CONDOLENCES POUR FORTH
- President Donald Trump shared his condolences when asked about Bourdain’s death as he departed for the G-7 summit. “I want to extend to his family my heartfelt condolences,” he said. “I enjoyed his show; he was quite a character.”
- In a statement issued to USA TODAY, director Darren Aronofsky said he felt “Devastated. I don’t feel much else.”
- “Tony was a loyal friend and an inspiration. Always sensitive, always connected, always inquisitive, always fun,” his statement continued. “We had great times exploring Madagascar and Bhutan together. I will never forget his spirit, his conviction, his professionalism, his passion, his love for his daughter, his love for Asia and her kids, his vision, his stories, his drive for justice, and his wicked sense of humor. Thank you Tony.”
- Other condolences and tributes from stars and politicians—including President Barack Obama, Chrissy Teigen and Bryan Cranston—poured in on social media.
- Bourdain shares an 11-year-old daughter Ariane, with ex-wife Ottavia Busia. On his show, in interviews and reportedly in person, he has long spoke warmly of his love for Ariane.
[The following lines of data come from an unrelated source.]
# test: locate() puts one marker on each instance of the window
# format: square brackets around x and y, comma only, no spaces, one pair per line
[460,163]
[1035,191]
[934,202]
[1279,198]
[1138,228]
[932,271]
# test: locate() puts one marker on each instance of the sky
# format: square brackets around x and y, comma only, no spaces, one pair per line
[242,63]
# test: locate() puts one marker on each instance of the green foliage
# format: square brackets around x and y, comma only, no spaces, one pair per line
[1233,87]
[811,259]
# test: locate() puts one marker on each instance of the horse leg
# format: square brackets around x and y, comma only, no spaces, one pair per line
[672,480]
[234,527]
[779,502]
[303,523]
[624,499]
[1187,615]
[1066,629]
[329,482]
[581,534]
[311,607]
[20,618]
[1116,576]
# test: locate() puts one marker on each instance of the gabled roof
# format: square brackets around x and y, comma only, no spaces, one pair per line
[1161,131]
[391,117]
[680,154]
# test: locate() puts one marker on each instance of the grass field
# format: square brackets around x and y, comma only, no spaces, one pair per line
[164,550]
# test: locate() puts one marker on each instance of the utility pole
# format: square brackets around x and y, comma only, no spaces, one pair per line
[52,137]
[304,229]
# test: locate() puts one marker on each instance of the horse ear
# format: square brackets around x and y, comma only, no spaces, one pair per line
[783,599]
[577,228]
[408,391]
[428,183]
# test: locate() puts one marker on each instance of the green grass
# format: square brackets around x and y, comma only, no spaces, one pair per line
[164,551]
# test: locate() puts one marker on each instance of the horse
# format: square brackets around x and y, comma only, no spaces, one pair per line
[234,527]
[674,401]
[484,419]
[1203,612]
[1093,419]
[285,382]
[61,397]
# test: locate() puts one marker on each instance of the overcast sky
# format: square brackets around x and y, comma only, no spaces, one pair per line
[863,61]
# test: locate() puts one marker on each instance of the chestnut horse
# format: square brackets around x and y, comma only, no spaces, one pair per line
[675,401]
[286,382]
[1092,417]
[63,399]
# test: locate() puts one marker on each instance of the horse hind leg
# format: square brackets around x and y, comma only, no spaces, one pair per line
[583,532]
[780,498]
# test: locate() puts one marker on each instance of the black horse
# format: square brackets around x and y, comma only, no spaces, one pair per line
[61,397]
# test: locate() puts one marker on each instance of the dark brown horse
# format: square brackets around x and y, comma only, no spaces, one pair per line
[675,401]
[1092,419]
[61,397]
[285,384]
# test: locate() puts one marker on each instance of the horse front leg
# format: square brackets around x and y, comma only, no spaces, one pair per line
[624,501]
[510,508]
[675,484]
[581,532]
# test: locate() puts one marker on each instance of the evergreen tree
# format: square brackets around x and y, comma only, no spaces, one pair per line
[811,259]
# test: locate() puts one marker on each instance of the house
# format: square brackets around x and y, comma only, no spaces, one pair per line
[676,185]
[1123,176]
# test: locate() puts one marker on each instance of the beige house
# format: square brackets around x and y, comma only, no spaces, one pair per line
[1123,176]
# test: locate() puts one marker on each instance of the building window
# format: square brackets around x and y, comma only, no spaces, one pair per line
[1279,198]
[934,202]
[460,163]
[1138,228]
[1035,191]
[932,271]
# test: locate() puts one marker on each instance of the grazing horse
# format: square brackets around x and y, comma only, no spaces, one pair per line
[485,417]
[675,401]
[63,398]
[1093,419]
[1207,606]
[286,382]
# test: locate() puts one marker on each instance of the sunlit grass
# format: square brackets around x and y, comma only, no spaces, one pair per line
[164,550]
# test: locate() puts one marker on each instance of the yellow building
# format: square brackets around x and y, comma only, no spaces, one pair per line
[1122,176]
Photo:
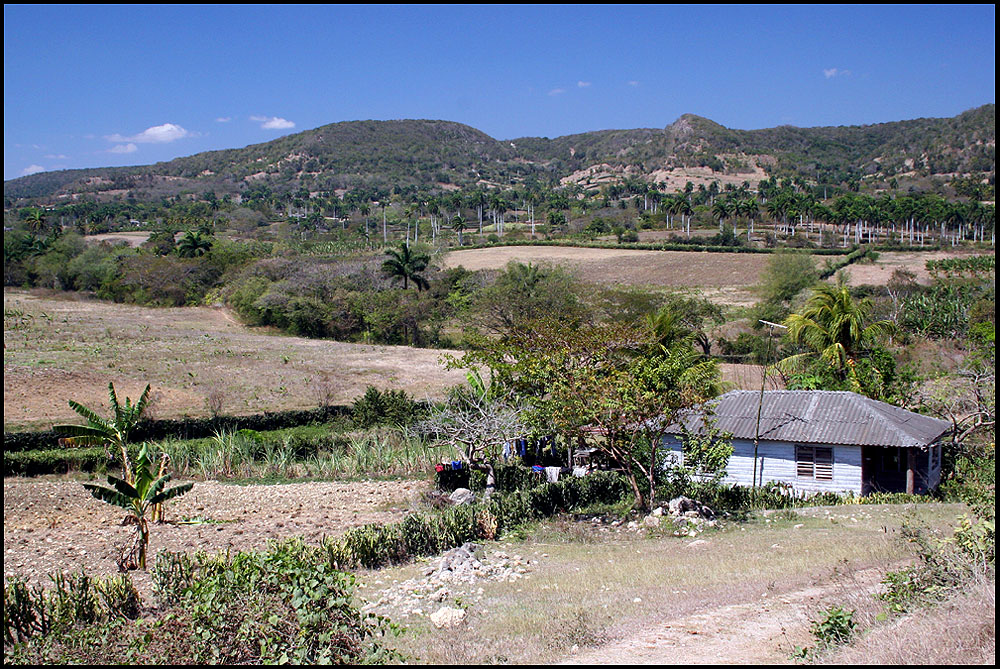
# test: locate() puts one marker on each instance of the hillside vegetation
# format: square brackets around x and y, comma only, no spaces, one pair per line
[435,155]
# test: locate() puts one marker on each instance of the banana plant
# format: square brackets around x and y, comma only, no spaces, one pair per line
[111,433]
[145,492]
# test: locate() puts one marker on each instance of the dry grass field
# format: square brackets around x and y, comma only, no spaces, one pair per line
[725,278]
[59,347]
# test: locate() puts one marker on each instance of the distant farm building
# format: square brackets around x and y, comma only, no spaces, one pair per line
[823,441]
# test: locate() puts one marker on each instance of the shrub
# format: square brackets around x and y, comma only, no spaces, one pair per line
[284,605]
[391,407]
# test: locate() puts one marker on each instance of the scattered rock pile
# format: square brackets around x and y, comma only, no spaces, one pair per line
[687,516]
[439,589]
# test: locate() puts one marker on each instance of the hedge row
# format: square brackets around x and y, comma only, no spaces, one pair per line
[190,428]
[696,248]
[852,257]
[426,534]
[508,478]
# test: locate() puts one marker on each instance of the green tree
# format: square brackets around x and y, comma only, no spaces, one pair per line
[610,386]
[111,433]
[193,245]
[407,264]
[139,492]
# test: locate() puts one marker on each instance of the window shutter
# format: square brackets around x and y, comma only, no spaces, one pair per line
[823,463]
- “I want to spend as much time with her as I can,” he recently told People, explaining that he reserved about five days a month to spend with her.
- “She’s been in this circus since she was nine,” he told People. “She knows so much more about so many of the things that are important to me — music, books, film, the technical aspects of film, and just the weird state of celebrity, being somebody that people come up to. That’s something she’s dealt with a lot longer than me. I was 44 before that started happening. Whereas, it’s been like that for her since she was a kid.”
- His mother, Gladys, 83, a longtime editor at The New York Times, could barely speak when reached for comment by reporters, saying: “He is the last person in the world I’d imagine to do something like that.”